La economista e investigadora Lena Petrova analiza cómo el mercado de bonos estadounidense ha comenzado a desvincularse de las decisiones de la Reserva Federal (Fed), enviando señales de alerta preocupantes sobre la salud fiscal del país.
Puntos clave del análisis:
Desconexión con la Fed
A pesar de que la Reserva Federal ha mantenido los tipos de interés estables, la rentabilidad de los bonos del Tesoro a 30 años ha alcanzado niveles no vistos desde 2007, indicando que el mercado está reaccionando a factores más estructurales.
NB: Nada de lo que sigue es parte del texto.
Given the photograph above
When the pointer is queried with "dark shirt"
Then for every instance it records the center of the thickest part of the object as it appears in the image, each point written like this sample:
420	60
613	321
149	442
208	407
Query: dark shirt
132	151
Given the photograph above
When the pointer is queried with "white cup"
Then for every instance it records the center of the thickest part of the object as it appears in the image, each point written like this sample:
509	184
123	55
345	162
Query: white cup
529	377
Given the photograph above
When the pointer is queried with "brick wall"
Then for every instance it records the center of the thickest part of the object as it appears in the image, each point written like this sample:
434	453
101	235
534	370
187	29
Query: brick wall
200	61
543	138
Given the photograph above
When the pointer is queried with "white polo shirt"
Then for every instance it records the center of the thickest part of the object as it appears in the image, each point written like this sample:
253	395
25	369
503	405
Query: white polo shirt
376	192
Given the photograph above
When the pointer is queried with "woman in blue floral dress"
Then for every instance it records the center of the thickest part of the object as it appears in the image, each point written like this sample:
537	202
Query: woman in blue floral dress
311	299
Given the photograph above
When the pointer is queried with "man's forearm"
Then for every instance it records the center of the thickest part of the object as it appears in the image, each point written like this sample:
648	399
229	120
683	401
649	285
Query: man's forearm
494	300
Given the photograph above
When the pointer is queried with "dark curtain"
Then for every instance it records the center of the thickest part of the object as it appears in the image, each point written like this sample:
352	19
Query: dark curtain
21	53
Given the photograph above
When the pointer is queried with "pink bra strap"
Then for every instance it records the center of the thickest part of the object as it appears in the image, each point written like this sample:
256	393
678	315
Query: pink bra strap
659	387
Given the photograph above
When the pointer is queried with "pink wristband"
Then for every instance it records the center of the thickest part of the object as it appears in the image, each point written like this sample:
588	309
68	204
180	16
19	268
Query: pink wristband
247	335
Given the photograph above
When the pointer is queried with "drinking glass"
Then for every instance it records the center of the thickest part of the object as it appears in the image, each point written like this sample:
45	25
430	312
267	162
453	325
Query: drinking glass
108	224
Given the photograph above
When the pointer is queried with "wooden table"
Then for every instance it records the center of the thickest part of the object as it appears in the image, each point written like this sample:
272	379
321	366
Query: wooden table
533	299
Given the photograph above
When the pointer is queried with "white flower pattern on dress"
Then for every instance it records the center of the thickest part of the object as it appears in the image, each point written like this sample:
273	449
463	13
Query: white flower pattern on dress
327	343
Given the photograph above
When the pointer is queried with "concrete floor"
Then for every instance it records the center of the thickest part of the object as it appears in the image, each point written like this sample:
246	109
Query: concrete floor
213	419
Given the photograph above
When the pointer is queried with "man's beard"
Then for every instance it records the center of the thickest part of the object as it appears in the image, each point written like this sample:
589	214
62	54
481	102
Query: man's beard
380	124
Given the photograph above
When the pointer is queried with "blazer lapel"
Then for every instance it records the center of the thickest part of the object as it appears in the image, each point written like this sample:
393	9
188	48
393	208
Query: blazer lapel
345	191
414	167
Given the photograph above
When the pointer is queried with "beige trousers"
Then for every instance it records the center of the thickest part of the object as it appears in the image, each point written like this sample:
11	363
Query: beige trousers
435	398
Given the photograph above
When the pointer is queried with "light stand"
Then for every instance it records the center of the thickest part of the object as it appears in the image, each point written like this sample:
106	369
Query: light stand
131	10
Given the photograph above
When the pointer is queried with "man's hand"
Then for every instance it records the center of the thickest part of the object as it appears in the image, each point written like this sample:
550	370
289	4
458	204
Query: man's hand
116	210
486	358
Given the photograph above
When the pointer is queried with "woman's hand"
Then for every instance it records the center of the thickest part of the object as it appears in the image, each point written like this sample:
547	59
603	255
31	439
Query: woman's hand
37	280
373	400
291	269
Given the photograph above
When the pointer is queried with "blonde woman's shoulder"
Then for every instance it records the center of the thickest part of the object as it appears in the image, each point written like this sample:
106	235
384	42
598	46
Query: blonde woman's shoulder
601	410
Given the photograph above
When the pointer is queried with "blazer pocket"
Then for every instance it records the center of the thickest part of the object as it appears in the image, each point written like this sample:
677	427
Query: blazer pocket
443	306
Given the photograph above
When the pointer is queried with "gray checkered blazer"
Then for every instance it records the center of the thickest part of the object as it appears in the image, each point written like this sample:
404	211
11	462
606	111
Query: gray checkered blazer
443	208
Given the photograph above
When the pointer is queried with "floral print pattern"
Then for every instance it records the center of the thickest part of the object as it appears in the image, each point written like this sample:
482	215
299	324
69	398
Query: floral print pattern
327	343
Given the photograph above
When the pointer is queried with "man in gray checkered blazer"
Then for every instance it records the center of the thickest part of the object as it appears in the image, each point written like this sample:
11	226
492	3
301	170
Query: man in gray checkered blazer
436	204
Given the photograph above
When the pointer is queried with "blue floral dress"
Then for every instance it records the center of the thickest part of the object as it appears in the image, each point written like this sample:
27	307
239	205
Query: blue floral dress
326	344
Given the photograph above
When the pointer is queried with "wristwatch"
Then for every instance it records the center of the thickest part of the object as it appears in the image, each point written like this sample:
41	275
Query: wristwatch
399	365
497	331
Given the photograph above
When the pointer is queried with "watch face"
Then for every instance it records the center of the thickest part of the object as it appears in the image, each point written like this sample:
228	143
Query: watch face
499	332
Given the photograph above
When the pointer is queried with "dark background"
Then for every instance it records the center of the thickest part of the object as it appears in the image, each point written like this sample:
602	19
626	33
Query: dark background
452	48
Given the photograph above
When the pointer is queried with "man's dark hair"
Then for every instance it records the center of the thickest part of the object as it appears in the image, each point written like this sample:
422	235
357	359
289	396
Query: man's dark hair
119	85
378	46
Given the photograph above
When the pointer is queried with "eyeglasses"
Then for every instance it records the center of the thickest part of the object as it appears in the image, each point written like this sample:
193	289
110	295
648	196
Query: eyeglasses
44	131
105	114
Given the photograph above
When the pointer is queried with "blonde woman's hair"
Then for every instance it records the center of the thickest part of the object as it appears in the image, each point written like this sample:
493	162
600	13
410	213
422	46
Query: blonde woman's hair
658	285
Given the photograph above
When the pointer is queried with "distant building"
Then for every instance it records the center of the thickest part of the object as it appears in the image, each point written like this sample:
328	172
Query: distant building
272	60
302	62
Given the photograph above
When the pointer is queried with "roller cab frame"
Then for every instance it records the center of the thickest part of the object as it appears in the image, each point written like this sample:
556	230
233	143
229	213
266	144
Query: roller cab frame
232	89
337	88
Impacto de la guerra y la deuda
El conflicto militar con Irán ha disparado el gasto público, forzando al gobierno a emitir grandes volúmenes de deuda. Dado que los inversores perciben mayor riesgo, exigen mayores rendimientos, lo que eleva los costes de financiación a largo plazo.
Inflación por costes
El riesgo geopolítico en Oriente Medio (especialmente en rutas estratégicas como el Estrecho de Ormuz) presiona los precios de la energía. Esto genera «inflación de costes», un fenómeno difícil de controlar para el banco central y que mantiene las expectativas inflacionarias elevadas.
Competencia por capital
La gran inversión privada en inteligencia artificial, combinada con un déficit federal histórico y la demanda de crédito de los consumidores, ha creado una competencia intensa por el capital disponible, lo que presiona al alza los tipos de interés.
Consecuencias económicas
Este incremento en los rendimientos de los bonos repercute directamente en la economía real: encarece las hipotecas, los préstamos empresariales, la deuda de los gobiernos locales y el costo de servicio de la propia deuda nacional, limitando los recursos para otras prioridades.
En conclusión, el mercado de bonos está advirtiendo que las realidades fiscales y geopolíticas están dominando sobre la política monetaria, señalando que la deuda, los déficits y los conflictos militares tienen un coste real que afecta al futuro financiero de los consumidores estadounidenses.